Here is how net flows have moved in recent months:
• November 2025: net outflows of Rs 3,765 crore
• October 2025: net inflows of Rs 14,610 crore
Total foreign portfolio investment (FPI) outflows for 2025 now stand at about Rs 1.55 lakh crore.
Analysts pointed to sharp rupee depreciation and year-end portfolio repositioning by global funds as the main triggers for the renewed selling. VK Vijayakumar, Chief Investment Strategist at Geojit Financial Services told PTI that weakening currency and overall global uncertainty have shaken foreign investor confidence. Meanwhile, Vaqarjaved Khan, Senior Fundamental Analyst at Angel One, added that delays in global trade deal finalisations have dampened the sentiment further.
Still, domestic institutional investors continue to support markets, helping cushion some of the impact of foreign outflows.

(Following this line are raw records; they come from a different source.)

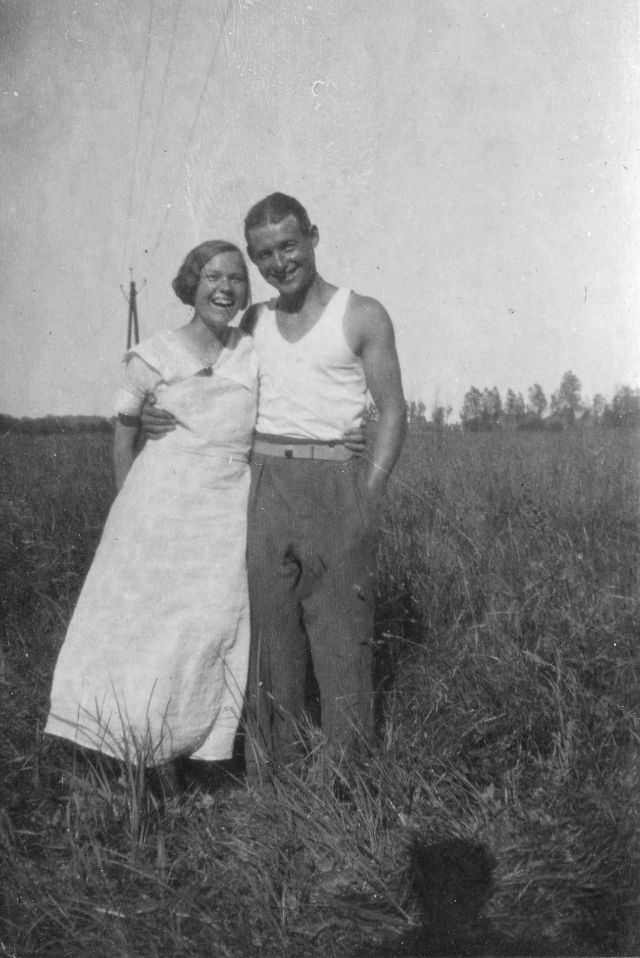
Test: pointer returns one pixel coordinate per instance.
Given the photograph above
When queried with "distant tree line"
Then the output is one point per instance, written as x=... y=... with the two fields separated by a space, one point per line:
x=48 y=425
x=485 y=410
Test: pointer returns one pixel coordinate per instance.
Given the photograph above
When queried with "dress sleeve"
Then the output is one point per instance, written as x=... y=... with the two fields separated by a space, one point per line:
x=138 y=380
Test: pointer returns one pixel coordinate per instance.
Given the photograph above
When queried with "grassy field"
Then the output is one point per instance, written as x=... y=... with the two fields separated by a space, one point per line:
x=499 y=812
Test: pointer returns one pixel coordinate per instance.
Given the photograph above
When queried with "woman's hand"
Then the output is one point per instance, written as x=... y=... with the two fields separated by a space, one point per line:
x=154 y=421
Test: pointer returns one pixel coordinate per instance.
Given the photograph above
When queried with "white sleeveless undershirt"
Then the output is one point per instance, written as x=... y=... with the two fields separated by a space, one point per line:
x=311 y=389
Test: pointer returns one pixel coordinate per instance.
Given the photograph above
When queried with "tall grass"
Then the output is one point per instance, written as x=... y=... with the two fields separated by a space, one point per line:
x=499 y=811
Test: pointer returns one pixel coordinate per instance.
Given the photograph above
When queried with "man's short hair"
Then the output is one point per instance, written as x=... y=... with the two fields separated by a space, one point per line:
x=273 y=209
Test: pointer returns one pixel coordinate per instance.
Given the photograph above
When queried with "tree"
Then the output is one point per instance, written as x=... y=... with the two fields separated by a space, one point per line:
x=514 y=408
x=537 y=400
x=567 y=401
x=471 y=413
x=492 y=412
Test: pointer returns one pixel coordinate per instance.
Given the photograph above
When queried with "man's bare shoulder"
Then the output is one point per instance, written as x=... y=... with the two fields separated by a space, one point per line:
x=367 y=319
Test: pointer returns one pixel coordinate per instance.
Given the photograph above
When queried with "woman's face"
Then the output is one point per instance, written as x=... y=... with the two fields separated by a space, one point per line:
x=222 y=290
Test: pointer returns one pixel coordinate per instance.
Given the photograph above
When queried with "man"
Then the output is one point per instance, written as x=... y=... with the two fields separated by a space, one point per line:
x=313 y=508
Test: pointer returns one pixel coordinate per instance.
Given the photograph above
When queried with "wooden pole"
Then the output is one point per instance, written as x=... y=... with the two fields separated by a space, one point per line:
x=133 y=334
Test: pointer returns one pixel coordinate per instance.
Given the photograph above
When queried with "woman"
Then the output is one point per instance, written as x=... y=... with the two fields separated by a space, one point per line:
x=154 y=662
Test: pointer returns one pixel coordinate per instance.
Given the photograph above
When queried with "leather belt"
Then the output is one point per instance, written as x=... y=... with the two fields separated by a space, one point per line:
x=301 y=450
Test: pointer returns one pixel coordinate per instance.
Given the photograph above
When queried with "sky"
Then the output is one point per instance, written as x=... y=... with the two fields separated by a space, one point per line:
x=472 y=164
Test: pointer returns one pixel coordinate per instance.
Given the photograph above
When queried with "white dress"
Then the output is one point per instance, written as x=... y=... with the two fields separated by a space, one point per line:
x=155 y=659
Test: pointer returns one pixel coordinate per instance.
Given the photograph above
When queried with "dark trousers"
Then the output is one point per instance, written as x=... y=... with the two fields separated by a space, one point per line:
x=311 y=561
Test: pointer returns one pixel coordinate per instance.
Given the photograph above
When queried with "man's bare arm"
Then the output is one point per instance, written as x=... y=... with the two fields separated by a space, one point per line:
x=374 y=334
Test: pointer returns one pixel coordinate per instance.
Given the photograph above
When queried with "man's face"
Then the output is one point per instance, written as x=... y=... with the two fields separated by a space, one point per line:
x=284 y=255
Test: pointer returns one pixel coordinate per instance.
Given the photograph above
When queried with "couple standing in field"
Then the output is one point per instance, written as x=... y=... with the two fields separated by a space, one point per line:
x=158 y=662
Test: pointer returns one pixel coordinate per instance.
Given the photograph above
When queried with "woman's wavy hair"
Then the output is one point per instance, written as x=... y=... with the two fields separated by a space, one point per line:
x=186 y=282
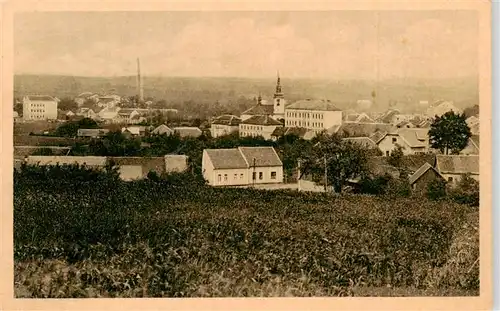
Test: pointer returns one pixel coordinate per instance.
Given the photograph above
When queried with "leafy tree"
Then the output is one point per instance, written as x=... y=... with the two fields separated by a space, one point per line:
x=344 y=160
x=436 y=189
x=396 y=156
x=449 y=133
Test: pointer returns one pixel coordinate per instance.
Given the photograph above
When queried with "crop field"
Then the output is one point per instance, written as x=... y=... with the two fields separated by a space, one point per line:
x=180 y=238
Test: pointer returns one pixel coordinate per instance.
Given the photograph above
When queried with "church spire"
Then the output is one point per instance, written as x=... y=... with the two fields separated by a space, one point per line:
x=278 y=83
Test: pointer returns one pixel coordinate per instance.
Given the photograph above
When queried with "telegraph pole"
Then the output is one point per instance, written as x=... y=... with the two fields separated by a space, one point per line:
x=326 y=172
x=254 y=176
x=298 y=174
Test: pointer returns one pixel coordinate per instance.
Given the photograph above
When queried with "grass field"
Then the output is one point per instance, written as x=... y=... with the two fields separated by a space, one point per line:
x=182 y=239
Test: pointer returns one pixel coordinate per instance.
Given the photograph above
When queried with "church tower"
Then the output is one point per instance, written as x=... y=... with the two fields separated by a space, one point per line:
x=279 y=100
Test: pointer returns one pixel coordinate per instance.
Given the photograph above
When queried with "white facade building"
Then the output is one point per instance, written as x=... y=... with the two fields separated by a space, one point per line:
x=242 y=166
x=37 y=107
x=316 y=115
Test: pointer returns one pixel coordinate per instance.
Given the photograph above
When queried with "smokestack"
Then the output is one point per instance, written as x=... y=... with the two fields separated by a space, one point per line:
x=140 y=89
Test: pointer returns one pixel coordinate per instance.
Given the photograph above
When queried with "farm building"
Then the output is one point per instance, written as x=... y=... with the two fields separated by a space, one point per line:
x=242 y=166
x=224 y=125
x=412 y=140
x=453 y=167
x=423 y=176
x=188 y=131
x=129 y=168
x=93 y=133
x=162 y=129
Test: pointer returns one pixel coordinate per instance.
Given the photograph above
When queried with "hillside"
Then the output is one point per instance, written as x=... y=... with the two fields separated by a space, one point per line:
x=226 y=91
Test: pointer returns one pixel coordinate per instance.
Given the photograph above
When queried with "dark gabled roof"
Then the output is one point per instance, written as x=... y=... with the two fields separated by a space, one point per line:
x=243 y=157
x=313 y=104
x=356 y=129
x=421 y=171
x=457 y=164
x=188 y=131
x=261 y=120
x=226 y=158
x=264 y=156
x=260 y=110
x=365 y=142
x=92 y=132
x=475 y=140
x=377 y=136
x=282 y=131
x=227 y=119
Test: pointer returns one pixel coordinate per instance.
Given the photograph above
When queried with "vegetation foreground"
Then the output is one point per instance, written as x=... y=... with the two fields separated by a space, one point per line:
x=176 y=237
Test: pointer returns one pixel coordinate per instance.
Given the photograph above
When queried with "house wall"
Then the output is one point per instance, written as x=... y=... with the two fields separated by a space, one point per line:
x=263 y=175
x=453 y=179
x=312 y=119
x=230 y=177
x=217 y=130
x=421 y=184
x=387 y=145
x=251 y=130
x=39 y=110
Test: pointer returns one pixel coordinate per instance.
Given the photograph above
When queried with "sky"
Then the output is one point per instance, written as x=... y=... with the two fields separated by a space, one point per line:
x=325 y=44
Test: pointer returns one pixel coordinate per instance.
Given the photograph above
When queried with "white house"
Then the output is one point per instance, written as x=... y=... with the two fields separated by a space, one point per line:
x=441 y=107
x=162 y=129
x=110 y=115
x=242 y=166
x=39 y=107
x=316 y=115
x=224 y=125
x=412 y=140
x=452 y=167
x=259 y=126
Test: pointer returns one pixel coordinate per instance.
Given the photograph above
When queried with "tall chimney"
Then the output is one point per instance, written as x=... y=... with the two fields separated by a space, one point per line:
x=140 y=89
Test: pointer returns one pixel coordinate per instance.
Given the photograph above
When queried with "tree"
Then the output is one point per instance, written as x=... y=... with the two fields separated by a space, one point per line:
x=396 y=156
x=449 y=133
x=344 y=160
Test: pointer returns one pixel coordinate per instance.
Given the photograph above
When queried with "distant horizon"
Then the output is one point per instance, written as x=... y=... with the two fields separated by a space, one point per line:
x=472 y=76
x=352 y=45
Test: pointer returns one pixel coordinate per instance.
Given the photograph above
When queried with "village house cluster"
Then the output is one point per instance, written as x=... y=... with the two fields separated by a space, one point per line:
x=271 y=120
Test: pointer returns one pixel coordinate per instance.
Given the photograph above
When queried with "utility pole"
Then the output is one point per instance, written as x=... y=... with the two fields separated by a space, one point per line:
x=298 y=174
x=254 y=176
x=326 y=172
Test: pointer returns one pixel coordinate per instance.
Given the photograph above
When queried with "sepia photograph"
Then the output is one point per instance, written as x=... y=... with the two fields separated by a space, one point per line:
x=247 y=153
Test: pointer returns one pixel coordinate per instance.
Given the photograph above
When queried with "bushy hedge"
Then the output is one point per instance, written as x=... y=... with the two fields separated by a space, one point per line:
x=177 y=237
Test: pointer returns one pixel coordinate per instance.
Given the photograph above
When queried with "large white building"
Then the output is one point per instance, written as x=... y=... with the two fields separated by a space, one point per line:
x=242 y=166
x=313 y=114
x=259 y=126
x=39 y=107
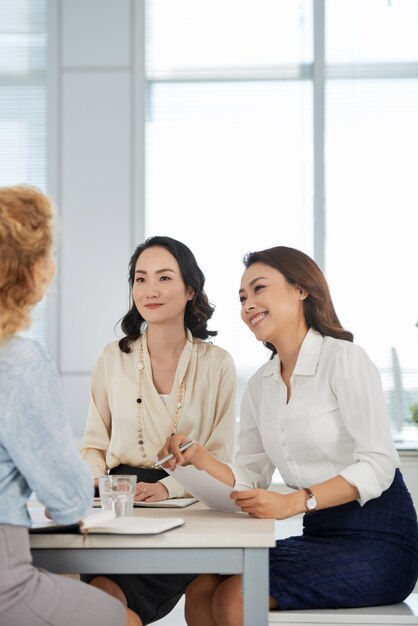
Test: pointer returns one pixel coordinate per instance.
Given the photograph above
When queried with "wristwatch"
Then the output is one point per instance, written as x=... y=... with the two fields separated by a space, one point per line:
x=311 y=501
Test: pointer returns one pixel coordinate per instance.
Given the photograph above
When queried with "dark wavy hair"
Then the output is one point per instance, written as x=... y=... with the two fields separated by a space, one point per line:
x=198 y=309
x=299 y=269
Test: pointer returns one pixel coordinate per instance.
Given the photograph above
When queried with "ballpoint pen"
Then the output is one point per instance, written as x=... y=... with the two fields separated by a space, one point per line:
x=182 y=448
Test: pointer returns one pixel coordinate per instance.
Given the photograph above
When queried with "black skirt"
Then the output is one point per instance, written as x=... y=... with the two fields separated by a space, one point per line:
x=350 y=555
x=151 y=596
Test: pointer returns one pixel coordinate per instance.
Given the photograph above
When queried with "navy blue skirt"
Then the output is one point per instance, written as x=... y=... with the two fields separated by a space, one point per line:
x=350 y=555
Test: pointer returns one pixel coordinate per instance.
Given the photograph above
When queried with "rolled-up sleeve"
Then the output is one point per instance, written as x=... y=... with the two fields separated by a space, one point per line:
x=358 y=388
x=252 y=467
x=96 y=437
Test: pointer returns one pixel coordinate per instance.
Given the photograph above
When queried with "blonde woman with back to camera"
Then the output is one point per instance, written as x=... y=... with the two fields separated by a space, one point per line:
x=36 y=441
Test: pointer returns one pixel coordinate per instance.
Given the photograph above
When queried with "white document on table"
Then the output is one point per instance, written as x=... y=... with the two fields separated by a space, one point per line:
x=209 y=490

Half Of Power Capacity Is Green
As much as 50% of India’s installed power generation capacity now comes from non-fossil fuel, five years ahead of the target, as per a release by the Ministry of New and Renewable Energy (MNRE).
By the Numbers: Non-fossil source energy capacity now stands at 259 GW, with as much as 31 GW added this year. After this achievement, reports suggest that the MNRE has asked lenders to pause fresh financing to renewable projects and renewable equipment manufacturers, amidst significant overcapacity concerns.
Outcome: MNRE clarified that it has not issued any such advisory. It sent the current status of installed domestic manufacturing capacities of solar PV, modules, and other ancillary equipment, to IREDA, PFC, and REC so that they can take a calibrated approach to their lending.
CEAT’s Global Drive
CEAT plans to expand its global footprint by developing tyres tailored to individual international markets, the company told PTI.
The Scoop: CEAT currently earns about 20% of its revenue from exports but expects this share to rise as it designs products for specific road and climate conditions in regions such as Europe, Latin America and Southeast Asia. The tyre maker is also increasing its research and development spending, to strengthen its product range across passenger cars, two wheelers and off-highway vehicles.
Forecast: CEAT said its strategy aims to reduce dependence on domestic demand, and position the company as a competitive global supplier. The push comes as Indian manufacturers seek larger roles in global automotive supply chains.